И вздыхала бабка Лиза. Нет, чтобы ей, старухе, помереть, так вот молодые прибираются…
А дома уже ждали ее.
На завалинке, понурившись, сидела мать Павлины Михеевны, Лизина сверстница бабка Луша.
Рядом, высунув язык, валялся на траве Арбузик, а в окне над бабкой Лушей сидел Яша. Курил папиросу и сердито шуршал газетой.
– Ты чего гостью-то в дом не зовешь? – развязывая платок, спросила его бабка Лиза.
– Сердится он на меня… – вздохнула старуха. Кончиком косынки вытерла заслезившиеся глаза и добавила: – Дочке-то сороковины завтра сполняются.
Всплеснула руками бабка Лиза. Летело время, летело…
– Ты приди поплакать-то… – попросила бабка Луша.
– Приду.
Яша в своем окне со злостью скомкал газету и швырнул ее во двор, где на газетный комок сразу же накинулся Арбузик и погнал его к калитке.
– Эх, тета! – сказал Яша. – Да ведь она…
Бабка Лиза подняла к нему глаза.
– Не судья я, – строго сказала она. – Не судья. Плакальщица.
6.
…Они долго сидели в тот вечер на крылечке, прислушиваясь к песням, – на краю поселка гуляли свадьбу. Было тихо. Ясно.
Да, жизнь… жизнь… Такая вот жизнь…
– А жила-то каково, тета?
– Да ведь по-разному жила, – вздыхая, ответила бабка Лиза. – И хорошо жила.
– А вздыхаешь тогда чего?
– Да ведь прожита жизнь-то, Яшенька. Прожита…
7.
Бабка Лиза проснулась на рассвете, словно бы ее окликнули. Долго лежала в постели, прислушиваясь. Наконец догадалась – это изнутри позвали ее.
Встала тогда, вынула из комода чистую рубаху, переоделась. Задержалась еще у окна, окидывая придирчивым взглядом нехитрое хозяйство, но все и там было в порядке: аккуратная поленница, окученные грядки картошки…
Вздохнула бабка Лиза, что не сдержала обещания, не поплакала на сороковинах, но уже и печалиться некогда стало – снова окликнули ее. Перекрестилась бабка Лиза и легла в постель.
Недолго пришлось ждать.
Прибыло света в комнате, вошел и сел у изголовья архангел с трубой.
И заиграл.
Только почему-то не религиозное, а гимн Советского Союза.
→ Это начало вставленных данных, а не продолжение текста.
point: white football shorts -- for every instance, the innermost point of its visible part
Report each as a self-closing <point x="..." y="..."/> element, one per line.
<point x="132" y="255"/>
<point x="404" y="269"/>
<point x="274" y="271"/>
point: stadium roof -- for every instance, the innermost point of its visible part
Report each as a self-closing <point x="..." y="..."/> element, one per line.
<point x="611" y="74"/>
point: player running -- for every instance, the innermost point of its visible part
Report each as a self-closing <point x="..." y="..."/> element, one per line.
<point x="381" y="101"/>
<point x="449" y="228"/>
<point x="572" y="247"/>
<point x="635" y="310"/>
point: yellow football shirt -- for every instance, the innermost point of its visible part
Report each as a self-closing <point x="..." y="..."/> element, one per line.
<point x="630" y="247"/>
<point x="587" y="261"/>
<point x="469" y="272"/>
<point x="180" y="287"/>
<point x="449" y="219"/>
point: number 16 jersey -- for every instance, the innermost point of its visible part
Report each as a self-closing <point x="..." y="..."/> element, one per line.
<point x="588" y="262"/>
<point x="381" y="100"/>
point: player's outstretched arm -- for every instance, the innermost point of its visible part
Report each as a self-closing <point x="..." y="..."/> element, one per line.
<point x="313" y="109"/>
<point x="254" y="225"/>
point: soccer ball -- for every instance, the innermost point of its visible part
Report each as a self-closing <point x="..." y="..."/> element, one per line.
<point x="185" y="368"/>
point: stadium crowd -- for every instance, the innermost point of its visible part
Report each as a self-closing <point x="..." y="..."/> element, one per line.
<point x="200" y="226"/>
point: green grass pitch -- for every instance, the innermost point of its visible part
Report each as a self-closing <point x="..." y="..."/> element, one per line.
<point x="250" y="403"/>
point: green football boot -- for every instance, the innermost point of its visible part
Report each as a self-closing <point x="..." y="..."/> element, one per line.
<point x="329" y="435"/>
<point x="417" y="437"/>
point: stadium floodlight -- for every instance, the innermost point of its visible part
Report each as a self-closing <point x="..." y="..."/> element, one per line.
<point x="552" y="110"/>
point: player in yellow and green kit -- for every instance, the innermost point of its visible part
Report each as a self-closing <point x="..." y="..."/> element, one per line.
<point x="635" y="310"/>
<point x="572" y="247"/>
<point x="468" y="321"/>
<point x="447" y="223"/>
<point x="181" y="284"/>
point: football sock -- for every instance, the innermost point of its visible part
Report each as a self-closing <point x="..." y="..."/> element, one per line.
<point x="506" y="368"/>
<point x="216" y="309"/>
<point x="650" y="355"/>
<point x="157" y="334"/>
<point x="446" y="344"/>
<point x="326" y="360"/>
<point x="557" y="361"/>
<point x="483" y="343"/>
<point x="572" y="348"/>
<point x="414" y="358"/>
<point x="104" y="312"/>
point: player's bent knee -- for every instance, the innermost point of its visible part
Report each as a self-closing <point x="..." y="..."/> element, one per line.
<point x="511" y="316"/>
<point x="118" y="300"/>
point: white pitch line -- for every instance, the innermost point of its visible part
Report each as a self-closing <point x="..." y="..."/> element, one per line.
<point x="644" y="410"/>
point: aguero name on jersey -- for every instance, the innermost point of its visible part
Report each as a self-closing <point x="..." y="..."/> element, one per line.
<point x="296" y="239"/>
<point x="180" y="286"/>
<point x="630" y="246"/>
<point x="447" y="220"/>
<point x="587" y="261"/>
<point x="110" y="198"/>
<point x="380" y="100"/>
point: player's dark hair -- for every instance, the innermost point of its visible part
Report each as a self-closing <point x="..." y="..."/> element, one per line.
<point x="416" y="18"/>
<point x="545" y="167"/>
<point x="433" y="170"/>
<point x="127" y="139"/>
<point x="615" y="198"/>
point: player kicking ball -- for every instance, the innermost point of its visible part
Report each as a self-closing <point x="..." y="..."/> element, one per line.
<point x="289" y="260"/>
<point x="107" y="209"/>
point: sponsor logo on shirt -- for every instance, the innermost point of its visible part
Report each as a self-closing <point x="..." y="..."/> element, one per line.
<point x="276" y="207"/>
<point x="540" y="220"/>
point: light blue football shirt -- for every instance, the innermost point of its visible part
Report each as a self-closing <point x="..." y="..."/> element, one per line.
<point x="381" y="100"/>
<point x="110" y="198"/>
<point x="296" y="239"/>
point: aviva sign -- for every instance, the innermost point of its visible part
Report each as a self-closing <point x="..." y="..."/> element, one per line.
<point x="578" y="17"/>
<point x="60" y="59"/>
Подивилась бабка Лиза. Только кончалась уже ниточка, померк свет, удивляться некогда стало. Вытянулась бабка Лиза на постели и умерла…
Солнечно было в комнате, тихо.
Только бормотал что-то архангельским голосом репродуктор на стенке. Было две минуты седьмого.
На кладбище, в веселой березовой роще, могила. Под жестяной звездой лежат здесь безвестные солдаты, но на коричневой тумбочке фотография.
А чуть наискосок – свежий, бугорок…
Здесь и похоронили бабку Лизу.
Квартирант Яша хотел на могиле сказать речь.
– Спи, матерь! – проговорил он, и кончились у него слова.
Махнул рукой и, комкая в кулаке кепку, двинулся прочь.